Sanitasi lingkungan merujuk penyediaan sarana dan pelayanan pembuangan limbah kotoran manusia seperti urin dan feces. Salah satu indikatornya adalah perentase rumah tangga yang memiliki toilet pribadi sehingga tidak menggunakan toilet umum. Sistem sanitasi lingkungan rumah tangga di Kota Bekasi sudah cukup baik jika dibandingkan dengan kota di sekitarnya.

Selain itu, Pemerintah Kota Bekasi telah menyediakan sarana dan prasarana kesehatan berupa Rumah Sakit Umum Daerah dan puskesmas. Di Kota Bekasi terdapat 42 rumah sakit, 39 puskesmas dan 8 puskesmas pembantu.

Kota Bekasi mendata ada 49 titik rawan banjir yang tersebar di 10 kecamatan, antara lain di Kecamatan Jatiasih (8 titik), Kecamatan Bekasi Selatan (7), Kecamatan Rawalumbu (5), Kecamatan Bekasi Timur (8), Kecamatan Bekasi Utara (3), Kecamatan Bekasi Barat (6), Kecamatan Pondokmelati (2), Kecamatan Pondokgede (5), Kecamatan Medansatria (3) dan Kecamatan Mustikajaya (2).

“Pemerintah Kota Bekasi membangun polder air dan memasang pompa air untuk mengatasi persoalan banjir di beberapa titik,” sambungnya.

Untuk penyediaan air bersih, volume air yang terjual kepada warga Bekasi pada 2015 sebesar 18.438.570 meter kubik (PDAM Tirta Bhagasasi Bekasi) dan 11.081.482 meter kubik (PDAM Tirta Patriot).

Terkait kemacetan yang kerap terjadi, pemerintah daerah melalui Perusahaan Daerah Mitra Patriot (PDMP) menambah dua rute baru bus Transpatriot. Wakil Wali Kota Bekasi, Tri Adhianto, mengatakan pengoperasian bus Transpatriot merupakan paradigma baru transportasi di Kota Bekasi, agar masyarakat meninggalkan kendaraan pribadinya dan beralih menggunakan angkutan umum. "Keberadaan bus Transpatriot ini mengubah pola pikir masyarakat dan mulai beranggapan bahwa naik angkutan umum itu keren," ujar Tri, belum lama ini.

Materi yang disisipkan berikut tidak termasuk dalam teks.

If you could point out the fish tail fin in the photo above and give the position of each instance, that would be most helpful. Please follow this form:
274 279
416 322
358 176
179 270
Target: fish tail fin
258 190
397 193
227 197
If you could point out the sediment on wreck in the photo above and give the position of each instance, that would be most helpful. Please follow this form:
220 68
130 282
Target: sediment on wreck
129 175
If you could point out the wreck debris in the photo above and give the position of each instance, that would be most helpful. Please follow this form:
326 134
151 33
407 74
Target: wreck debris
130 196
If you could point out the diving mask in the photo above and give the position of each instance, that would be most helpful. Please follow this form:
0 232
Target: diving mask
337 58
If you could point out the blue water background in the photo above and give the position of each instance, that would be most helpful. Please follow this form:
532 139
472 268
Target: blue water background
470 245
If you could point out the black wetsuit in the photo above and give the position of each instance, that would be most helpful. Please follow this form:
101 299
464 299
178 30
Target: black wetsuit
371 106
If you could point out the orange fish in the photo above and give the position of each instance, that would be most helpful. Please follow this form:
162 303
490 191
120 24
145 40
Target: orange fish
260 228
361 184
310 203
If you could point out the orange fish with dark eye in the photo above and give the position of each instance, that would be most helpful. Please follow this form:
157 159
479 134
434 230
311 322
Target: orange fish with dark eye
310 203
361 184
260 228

Begitu juga dengan persoalan sampah di Kota bekasi. Saat ini, pemerintah daerah sedang merintis pembangkit listrik tenaga sampah (Peltas) di Sumurbatu, Kecamatan Bantargebang. Diharapkan, dengan beroperasinya Peltas ini dapat mereduksi sampah menjadi energi listrik melalui proses pembakaran yang ramah lingkungan.

Pendapatan asli daerah (PAD) terdiri atas pajak daerah, retribusi daerah, hasil pengelolaan kekayaan daerah yang dipisahkan, dan lain-lain pendapatan asli daerah yang sah. Sedangkan, Pendapatan Daerah adalah penerimaan daerah yang bersumber dari pendapatan asli daerah, dana perimbangan, serta lain-lain pendapatan daerah yang sah.

Dalam lima tahun terakhir, persentase PAD terhadap Pendapatan Daerah di Kota Bekasi meningkat dari tahun ke tahun. Pada 2013, persentase di angka 32,7 persen, kemudian meningkat menjadi 37,92 persen pada 2015. Memasuki tahun 2017, persentase PAD terhadap Pendapatan Daerah Kota Bekasi sudah mencapai 40,31 persen.